The first recipe out of the gate for this project is “Dry Caramel, Salt”. I picked this one because it seemed easy.
It wasn’t.
It took me 3 tries to make the caramel properly. The book is interesting in its minimalism; it instructs me to bring the ingredients for the caramel up to temperature, but says nothing about how long that should take, what I should be looking for during this process, etc. Normally I might find this frustrating enough to call a cookbook worthless, but in this case I took the opportunity to learn a bit more about what was happening at a chemical level (it’s highly probable that my patience was tempered by the fact that I’d invested more money than I’d like to admit in the ingredients).

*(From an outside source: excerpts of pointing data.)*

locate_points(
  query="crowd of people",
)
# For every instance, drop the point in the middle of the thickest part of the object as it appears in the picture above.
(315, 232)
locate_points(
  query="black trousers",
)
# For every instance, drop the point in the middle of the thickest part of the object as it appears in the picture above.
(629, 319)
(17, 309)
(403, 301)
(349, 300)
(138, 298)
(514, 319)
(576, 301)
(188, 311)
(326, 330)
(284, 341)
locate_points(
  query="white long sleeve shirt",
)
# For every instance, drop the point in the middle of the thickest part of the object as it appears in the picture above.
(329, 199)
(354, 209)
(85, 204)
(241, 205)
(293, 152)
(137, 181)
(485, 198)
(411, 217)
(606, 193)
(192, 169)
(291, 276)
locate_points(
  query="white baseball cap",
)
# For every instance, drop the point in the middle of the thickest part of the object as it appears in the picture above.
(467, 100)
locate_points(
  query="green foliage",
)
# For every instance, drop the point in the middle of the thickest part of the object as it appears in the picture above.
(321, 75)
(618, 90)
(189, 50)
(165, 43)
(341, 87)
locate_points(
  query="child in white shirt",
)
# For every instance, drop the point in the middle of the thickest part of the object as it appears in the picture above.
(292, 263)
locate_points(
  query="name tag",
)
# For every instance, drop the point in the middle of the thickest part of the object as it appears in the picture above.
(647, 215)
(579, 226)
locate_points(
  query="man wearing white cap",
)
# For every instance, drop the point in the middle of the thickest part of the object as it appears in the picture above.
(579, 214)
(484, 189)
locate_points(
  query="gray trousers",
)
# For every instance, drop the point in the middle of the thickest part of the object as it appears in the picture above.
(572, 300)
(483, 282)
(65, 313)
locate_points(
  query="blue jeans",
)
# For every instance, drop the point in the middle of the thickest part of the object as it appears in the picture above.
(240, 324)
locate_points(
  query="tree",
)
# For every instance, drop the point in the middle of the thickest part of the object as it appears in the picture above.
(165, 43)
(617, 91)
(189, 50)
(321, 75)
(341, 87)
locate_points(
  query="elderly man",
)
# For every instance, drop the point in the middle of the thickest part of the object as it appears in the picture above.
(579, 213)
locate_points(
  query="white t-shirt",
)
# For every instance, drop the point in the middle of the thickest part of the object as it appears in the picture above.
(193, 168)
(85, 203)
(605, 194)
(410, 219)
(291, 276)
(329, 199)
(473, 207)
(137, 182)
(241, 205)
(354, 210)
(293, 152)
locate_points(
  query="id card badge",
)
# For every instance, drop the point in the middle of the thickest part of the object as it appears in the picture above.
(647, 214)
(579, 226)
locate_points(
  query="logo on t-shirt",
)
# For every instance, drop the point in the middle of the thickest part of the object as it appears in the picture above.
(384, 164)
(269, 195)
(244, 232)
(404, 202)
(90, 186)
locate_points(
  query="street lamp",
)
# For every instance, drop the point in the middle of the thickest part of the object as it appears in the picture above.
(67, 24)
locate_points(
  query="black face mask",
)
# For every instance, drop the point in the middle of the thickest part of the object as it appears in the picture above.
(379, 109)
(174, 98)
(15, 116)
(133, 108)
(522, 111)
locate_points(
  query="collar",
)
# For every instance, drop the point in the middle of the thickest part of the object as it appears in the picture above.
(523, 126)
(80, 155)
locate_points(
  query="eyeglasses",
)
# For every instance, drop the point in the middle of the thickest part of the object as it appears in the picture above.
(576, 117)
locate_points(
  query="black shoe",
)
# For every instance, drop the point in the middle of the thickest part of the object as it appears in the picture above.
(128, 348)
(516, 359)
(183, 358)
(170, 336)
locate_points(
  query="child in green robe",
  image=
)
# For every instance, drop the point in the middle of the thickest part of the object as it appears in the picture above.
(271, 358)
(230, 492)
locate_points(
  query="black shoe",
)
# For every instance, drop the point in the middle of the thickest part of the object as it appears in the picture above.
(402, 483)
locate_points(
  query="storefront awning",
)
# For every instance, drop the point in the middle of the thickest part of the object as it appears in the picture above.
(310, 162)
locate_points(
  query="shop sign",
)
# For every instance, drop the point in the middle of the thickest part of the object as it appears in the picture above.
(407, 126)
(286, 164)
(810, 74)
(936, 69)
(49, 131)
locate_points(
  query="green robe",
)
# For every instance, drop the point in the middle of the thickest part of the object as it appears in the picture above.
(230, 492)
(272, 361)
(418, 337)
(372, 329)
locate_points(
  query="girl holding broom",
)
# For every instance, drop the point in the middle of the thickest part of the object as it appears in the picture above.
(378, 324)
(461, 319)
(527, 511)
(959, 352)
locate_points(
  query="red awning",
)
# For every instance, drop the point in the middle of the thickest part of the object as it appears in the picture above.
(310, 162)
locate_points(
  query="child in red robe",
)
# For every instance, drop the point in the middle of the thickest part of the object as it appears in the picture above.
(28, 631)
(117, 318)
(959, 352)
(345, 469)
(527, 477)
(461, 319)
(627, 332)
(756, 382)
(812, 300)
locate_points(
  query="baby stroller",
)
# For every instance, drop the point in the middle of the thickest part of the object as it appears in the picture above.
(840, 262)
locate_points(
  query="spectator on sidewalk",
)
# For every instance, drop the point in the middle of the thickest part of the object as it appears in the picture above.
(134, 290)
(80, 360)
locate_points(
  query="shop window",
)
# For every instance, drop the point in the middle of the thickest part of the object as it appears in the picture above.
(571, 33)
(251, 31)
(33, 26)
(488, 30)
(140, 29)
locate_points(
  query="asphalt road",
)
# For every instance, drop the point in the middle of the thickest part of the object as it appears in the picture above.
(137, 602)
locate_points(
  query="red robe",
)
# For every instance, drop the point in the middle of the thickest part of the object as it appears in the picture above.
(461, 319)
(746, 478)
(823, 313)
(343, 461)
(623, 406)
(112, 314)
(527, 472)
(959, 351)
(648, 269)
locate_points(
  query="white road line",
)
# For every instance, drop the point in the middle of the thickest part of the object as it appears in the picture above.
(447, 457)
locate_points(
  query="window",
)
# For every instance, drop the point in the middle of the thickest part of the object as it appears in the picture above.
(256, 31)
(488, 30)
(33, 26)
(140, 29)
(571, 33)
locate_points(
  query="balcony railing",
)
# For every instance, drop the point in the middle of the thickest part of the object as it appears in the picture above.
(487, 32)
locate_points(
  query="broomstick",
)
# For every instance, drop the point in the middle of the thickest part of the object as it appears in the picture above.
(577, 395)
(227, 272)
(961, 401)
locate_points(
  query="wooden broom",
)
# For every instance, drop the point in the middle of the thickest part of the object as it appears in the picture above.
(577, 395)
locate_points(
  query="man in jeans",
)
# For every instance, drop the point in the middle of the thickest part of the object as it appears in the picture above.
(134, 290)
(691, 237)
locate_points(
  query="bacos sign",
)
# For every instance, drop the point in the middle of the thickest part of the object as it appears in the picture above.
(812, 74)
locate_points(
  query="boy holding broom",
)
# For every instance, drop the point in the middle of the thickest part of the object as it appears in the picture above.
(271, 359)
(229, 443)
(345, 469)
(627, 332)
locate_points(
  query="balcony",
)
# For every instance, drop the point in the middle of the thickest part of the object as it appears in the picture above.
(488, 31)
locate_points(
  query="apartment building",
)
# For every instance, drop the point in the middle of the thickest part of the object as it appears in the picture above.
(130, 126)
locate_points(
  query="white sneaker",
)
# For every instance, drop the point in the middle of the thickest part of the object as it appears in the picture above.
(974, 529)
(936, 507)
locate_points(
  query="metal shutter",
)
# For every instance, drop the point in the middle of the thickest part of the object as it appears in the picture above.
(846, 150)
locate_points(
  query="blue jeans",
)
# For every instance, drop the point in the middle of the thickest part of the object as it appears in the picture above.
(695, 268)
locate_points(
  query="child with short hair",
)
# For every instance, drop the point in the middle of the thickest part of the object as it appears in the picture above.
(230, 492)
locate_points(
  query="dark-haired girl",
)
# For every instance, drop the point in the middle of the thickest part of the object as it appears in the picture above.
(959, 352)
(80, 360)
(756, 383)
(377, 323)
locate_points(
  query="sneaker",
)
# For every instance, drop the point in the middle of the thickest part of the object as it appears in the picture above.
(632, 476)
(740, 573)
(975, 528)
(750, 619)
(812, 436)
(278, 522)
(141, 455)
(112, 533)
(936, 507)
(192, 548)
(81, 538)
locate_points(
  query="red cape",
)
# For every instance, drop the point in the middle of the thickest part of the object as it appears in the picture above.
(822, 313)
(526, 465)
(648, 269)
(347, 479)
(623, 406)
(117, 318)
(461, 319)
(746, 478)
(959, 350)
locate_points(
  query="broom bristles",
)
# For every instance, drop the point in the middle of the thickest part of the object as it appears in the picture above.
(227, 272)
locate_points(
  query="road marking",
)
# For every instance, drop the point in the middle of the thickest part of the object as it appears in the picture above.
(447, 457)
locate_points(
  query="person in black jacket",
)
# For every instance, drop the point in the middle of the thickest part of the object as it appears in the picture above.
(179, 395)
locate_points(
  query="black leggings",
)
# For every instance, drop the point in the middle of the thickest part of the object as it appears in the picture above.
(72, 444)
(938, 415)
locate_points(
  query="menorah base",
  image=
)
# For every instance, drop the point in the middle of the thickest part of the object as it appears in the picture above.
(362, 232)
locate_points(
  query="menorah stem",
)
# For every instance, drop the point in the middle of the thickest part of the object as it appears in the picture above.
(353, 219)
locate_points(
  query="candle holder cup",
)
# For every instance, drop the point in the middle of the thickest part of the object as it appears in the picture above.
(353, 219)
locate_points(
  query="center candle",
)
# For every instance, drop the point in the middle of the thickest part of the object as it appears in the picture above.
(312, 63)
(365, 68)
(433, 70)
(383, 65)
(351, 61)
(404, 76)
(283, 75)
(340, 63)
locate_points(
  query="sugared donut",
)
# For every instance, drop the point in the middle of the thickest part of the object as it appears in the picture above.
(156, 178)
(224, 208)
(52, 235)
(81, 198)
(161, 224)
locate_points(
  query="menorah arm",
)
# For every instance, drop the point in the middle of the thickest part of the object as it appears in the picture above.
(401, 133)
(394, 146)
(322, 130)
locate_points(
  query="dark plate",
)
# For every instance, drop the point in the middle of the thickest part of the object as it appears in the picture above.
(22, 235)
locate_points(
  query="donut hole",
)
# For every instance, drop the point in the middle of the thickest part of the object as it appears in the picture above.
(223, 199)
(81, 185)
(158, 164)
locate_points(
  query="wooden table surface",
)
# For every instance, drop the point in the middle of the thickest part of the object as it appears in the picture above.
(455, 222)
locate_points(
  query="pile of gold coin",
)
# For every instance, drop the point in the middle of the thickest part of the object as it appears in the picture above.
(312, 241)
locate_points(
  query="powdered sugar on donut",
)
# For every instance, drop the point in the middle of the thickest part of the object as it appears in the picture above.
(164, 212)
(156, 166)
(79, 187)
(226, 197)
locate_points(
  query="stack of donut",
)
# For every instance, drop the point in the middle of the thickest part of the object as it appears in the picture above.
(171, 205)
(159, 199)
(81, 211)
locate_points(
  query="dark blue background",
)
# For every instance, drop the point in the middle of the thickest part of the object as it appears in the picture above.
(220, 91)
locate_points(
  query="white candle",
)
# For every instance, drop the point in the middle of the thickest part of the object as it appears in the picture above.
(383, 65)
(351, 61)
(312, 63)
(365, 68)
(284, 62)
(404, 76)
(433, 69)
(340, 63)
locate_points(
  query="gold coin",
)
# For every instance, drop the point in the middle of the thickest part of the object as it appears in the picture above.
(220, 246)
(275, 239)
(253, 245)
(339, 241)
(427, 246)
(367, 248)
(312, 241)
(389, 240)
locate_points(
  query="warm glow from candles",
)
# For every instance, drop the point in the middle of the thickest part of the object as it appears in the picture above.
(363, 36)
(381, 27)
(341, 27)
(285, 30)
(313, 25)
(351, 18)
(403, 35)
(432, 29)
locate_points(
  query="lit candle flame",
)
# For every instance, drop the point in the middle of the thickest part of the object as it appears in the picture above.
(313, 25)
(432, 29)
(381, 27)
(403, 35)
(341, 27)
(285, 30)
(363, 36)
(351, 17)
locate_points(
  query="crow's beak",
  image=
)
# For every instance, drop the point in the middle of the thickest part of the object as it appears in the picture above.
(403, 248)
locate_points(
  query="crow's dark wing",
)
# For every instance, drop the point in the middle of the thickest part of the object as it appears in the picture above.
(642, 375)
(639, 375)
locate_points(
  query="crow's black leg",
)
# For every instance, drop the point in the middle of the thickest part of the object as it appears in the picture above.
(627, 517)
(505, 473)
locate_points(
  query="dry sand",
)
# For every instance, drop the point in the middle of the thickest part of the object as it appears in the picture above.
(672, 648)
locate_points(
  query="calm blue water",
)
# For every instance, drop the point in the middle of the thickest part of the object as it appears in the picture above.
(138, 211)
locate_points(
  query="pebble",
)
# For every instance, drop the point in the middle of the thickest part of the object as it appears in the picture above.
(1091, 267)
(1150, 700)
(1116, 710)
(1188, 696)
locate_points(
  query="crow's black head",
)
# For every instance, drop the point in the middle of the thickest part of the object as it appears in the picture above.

The caramel base, once properly made, was blended with maltodextrin, a carbohydrate obtained from cornstarch molecules (in this case those of tapioca). Maltodextrin has a few interesting properties; for one, it’s extremely light. A pound of maltodextrin arrived in a bag the size of a couch cushion, and pouring it into a storage container caused a huge mess as the stuff was quite ‘floaty’. It also becomes statically-charged very easily. The main source of interest for this recipe, though is its tendency to bond with fat (in this case, butter in the caramel). Processing the two together yields a very light dust or powder that I could really only describe as being like dry snowflakes.